第33話(2-21) エイトマウンテンズ踏破編③
いよいよ雪中登山が始まる。
ソルティドギィで皆に別れを告げ、アンジェラと第一の村落、カラに着くころには辺りはすっかり雪深い景色に変わっていた。
さらにカラの村からオグニ村までの雪道は険しく、雪は腰までつかる程の深さだった。
「もうすぐ峠の頂上だから安心してくれ」
道案内をするアンジェラが俺の気が少しでも紛れるようにと励ましてくれている。
「水筒の水が無くなっても、雪を食べてはいけません。お腹を壊すし、体温が奪われて、凍傷の危険が増えるから」
細かく雪山に関する登山の注意をレクチャーしてくれる。とはいうものの、俺はアンジェラについていくのに必死でそれどころではなかったのだが。吹雪の中、気を抜くとはぐれてしまいそうで、一人取り残される恐怖というのは想像を絶する。
「あのかがり火が見える?」
アンジェラが峠を越えてすぐ声をかけてきた。
あえぎながら見下ろすと降りしきる雪の合間にオグニ村の灯が見えた。あらかじめ魔法通信によって俺たちが来ることを伝えてあったのだ。これはその迎えの火だと分かった。
「さあ、急ごう。私達の到着を待ってくれている」
アンジェラが鼓舞する。
残念ながら俺は慣れない雪山をあるいたせいで太ももやふくらはぎの筋肉はパンパンになっている。それ以外にも膝や踵など関節も限界だと悲鳴をあげていた。

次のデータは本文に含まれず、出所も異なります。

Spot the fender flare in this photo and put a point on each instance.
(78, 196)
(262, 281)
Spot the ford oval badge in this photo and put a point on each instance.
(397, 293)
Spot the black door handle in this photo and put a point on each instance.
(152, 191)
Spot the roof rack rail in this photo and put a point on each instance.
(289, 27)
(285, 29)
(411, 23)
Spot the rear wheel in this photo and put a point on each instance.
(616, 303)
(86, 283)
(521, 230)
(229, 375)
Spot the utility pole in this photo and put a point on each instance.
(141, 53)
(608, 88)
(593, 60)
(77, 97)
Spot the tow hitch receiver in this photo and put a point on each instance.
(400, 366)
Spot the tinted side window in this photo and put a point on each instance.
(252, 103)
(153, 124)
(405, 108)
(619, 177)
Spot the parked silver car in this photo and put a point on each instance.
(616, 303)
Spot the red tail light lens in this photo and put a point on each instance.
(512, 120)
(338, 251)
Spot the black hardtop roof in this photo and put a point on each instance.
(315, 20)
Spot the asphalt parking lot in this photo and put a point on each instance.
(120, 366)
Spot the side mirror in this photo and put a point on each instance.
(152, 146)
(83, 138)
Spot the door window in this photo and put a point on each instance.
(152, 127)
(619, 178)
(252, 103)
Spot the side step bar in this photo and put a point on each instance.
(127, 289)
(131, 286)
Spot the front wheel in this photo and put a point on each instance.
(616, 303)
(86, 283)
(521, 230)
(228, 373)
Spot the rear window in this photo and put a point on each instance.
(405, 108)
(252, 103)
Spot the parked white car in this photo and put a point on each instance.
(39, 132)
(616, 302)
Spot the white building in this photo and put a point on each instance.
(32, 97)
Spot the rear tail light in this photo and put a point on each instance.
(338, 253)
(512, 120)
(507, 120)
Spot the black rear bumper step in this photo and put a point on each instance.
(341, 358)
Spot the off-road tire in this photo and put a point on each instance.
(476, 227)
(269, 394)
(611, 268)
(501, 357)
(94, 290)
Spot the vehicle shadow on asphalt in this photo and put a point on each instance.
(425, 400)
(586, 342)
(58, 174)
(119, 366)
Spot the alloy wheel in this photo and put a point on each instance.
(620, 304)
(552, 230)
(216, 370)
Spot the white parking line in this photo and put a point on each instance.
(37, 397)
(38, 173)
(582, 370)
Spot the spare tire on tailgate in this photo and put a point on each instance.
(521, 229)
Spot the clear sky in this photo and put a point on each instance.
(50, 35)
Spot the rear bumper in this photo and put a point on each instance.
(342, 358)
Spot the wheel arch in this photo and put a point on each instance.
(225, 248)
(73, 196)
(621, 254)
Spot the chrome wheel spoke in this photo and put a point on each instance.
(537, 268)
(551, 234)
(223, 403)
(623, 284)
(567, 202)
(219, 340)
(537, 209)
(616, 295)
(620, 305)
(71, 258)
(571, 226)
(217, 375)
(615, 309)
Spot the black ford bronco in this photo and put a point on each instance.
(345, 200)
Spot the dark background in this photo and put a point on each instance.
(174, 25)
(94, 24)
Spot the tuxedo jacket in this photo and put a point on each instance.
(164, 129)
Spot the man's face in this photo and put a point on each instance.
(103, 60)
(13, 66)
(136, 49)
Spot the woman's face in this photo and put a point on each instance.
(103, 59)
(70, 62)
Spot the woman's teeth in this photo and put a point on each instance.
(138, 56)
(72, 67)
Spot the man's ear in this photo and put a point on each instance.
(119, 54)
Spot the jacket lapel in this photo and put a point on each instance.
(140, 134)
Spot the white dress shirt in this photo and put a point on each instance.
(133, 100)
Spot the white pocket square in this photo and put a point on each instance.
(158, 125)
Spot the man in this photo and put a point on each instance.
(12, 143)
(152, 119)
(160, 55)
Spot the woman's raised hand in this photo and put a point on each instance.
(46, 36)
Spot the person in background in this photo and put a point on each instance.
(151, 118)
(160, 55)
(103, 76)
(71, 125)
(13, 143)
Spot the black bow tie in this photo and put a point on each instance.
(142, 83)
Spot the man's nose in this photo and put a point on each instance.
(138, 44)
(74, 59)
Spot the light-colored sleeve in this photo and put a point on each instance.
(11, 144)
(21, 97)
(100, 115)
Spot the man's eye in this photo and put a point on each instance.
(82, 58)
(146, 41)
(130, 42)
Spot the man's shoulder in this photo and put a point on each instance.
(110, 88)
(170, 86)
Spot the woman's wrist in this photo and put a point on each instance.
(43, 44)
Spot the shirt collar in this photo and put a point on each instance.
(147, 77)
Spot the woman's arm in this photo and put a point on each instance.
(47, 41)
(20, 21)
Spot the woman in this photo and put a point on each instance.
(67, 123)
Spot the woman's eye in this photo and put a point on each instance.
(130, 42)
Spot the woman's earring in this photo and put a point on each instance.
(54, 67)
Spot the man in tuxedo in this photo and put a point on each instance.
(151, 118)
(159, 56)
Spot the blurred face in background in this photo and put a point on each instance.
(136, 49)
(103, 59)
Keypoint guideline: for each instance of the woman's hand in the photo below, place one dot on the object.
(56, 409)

さくさくと軽やかに進むアンジェラと対照的に俺は雪の中をかきわけ泳ぐようにやっとの思いでくだって行く。
「ようこそ領主様」
俺達はウエストと名乗るオグニ村の村長宅に招かれた。
熱いスープと猪肉の料理がふるまわれ、それだけで雪道の疲労が吹き飛ぶほど美味く感じる。

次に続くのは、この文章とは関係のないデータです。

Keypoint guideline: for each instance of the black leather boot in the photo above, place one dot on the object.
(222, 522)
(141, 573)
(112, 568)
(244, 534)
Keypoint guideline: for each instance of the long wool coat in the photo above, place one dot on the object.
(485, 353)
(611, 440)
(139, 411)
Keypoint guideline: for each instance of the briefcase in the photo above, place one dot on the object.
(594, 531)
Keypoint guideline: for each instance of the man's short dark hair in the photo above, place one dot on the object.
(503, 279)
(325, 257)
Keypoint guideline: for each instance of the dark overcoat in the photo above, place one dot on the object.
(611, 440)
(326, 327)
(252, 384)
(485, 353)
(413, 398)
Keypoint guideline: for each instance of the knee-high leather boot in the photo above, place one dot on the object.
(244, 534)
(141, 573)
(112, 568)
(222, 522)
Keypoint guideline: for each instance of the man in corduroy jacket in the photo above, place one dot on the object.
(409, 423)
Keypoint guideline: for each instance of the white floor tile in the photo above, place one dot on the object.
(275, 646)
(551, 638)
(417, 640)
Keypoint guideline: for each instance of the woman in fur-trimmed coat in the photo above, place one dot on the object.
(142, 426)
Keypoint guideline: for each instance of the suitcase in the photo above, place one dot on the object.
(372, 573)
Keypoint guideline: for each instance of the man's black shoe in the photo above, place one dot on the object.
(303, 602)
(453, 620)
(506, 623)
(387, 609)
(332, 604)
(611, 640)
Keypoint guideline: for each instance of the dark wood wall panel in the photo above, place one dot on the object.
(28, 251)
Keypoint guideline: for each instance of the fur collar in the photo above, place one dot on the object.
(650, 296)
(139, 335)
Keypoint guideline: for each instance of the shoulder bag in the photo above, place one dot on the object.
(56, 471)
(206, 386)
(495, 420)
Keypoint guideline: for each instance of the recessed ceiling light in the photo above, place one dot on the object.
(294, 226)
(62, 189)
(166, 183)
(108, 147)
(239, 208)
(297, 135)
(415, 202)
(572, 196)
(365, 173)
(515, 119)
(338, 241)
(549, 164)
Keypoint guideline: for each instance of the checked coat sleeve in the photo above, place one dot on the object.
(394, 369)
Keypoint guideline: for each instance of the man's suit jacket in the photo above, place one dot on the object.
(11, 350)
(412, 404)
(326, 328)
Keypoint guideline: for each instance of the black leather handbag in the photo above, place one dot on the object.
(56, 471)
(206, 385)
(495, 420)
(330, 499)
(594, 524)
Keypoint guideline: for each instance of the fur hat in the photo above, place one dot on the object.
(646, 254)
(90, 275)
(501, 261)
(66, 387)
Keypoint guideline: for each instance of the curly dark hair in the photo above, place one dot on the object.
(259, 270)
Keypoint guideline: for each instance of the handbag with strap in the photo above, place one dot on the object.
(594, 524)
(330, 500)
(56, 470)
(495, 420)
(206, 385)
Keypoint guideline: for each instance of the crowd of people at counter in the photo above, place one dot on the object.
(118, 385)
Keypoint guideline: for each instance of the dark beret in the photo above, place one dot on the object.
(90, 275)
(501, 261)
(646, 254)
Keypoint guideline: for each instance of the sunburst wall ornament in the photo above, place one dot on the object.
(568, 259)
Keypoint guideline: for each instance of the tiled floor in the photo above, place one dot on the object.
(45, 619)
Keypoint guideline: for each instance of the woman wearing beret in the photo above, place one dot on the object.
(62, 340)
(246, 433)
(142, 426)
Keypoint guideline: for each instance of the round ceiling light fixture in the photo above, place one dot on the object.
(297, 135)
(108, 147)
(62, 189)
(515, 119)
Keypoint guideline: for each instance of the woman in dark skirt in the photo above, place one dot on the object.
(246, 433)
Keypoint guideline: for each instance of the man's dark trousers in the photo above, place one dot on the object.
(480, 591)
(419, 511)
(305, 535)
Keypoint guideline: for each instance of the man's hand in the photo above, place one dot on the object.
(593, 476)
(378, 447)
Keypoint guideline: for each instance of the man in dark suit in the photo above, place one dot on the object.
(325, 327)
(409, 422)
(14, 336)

「申し訳ございません、空き部屋が一つしかございません」
食事後、ウエスト村長がすまなさそうに告げてきた。
このままだとアンジェラと相部屋になってしまう。
「分かった、急に宿の面倒を見てもらいすまない」
なんとか別々に出来ないか頼もうと思っていた矢先、アンジェラが快諾してしまう。
「おいおい、不味くないか」
「そんなことは無い、私はキリヤ殿を信頼している」
結局、一晩アンジェラと同じ部屋で過ごした。
翌日、村長に「ゆうべはおたのしみでしたね」とか言われることもなく出発した。
ここで一つ気がついたのだが前日の疲労が嘘のように消え、かつ雪山の寒さや疲労もあまり気にならなくなっていた。どうやら『超順応』とでも呼ぶべきだろうか、
今さらながら、チート能力を与えられていたことを思い出し、苦笑する。だがそんな、アドバンテージも極限の寒さの前では気休めにしかならないことをすぐさま思い知る。

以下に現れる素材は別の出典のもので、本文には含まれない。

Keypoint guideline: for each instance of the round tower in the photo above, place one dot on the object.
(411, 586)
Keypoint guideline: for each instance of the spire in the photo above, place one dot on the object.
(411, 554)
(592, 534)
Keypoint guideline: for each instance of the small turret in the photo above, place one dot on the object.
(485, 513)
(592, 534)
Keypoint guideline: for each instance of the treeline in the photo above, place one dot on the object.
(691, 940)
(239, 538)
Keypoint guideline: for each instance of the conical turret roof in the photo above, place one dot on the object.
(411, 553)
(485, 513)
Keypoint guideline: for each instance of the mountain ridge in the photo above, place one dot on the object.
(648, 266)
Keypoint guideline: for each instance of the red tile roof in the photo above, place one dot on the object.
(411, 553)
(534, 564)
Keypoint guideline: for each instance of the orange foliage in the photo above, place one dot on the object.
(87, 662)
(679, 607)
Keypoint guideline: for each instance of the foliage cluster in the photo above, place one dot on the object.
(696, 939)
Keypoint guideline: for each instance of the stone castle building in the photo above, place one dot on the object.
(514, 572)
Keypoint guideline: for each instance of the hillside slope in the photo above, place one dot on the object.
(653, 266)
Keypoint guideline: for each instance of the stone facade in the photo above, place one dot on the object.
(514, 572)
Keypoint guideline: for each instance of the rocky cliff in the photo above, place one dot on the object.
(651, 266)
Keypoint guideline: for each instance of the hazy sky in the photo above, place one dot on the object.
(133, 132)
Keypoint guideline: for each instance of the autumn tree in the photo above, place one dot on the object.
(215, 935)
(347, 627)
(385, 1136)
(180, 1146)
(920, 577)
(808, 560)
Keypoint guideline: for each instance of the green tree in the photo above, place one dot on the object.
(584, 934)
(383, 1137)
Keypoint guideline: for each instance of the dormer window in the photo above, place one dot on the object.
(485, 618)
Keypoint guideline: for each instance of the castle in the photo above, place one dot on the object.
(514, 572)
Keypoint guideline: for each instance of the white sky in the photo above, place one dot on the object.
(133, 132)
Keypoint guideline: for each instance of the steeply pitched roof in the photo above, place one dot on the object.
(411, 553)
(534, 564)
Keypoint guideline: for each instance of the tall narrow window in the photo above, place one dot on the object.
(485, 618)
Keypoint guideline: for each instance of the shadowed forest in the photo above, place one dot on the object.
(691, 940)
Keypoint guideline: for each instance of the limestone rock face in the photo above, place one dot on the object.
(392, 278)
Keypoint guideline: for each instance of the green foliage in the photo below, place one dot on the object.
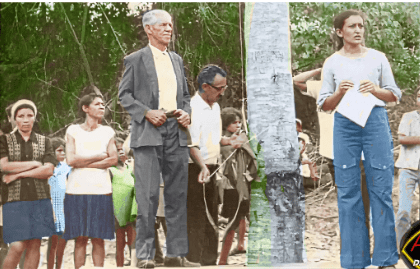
(42, 61)
(393, 28)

オグニ村からスリーツリーズへはさらなる厳しさが待ち受けていた。
猛烈に吹きつける風により、降雪による吹雪と地吹雪によるダブルでの寒さが襲う。
数メートル先も見えなくなり、自分がどこにいるかも分からなくなりそうだ。ホワイトアウトと言うのだろうか。
それでもなんとかスリーツリーズの村にもたどり着くことが出来た。ここで雪山登山用のテントを受け取ることになっている。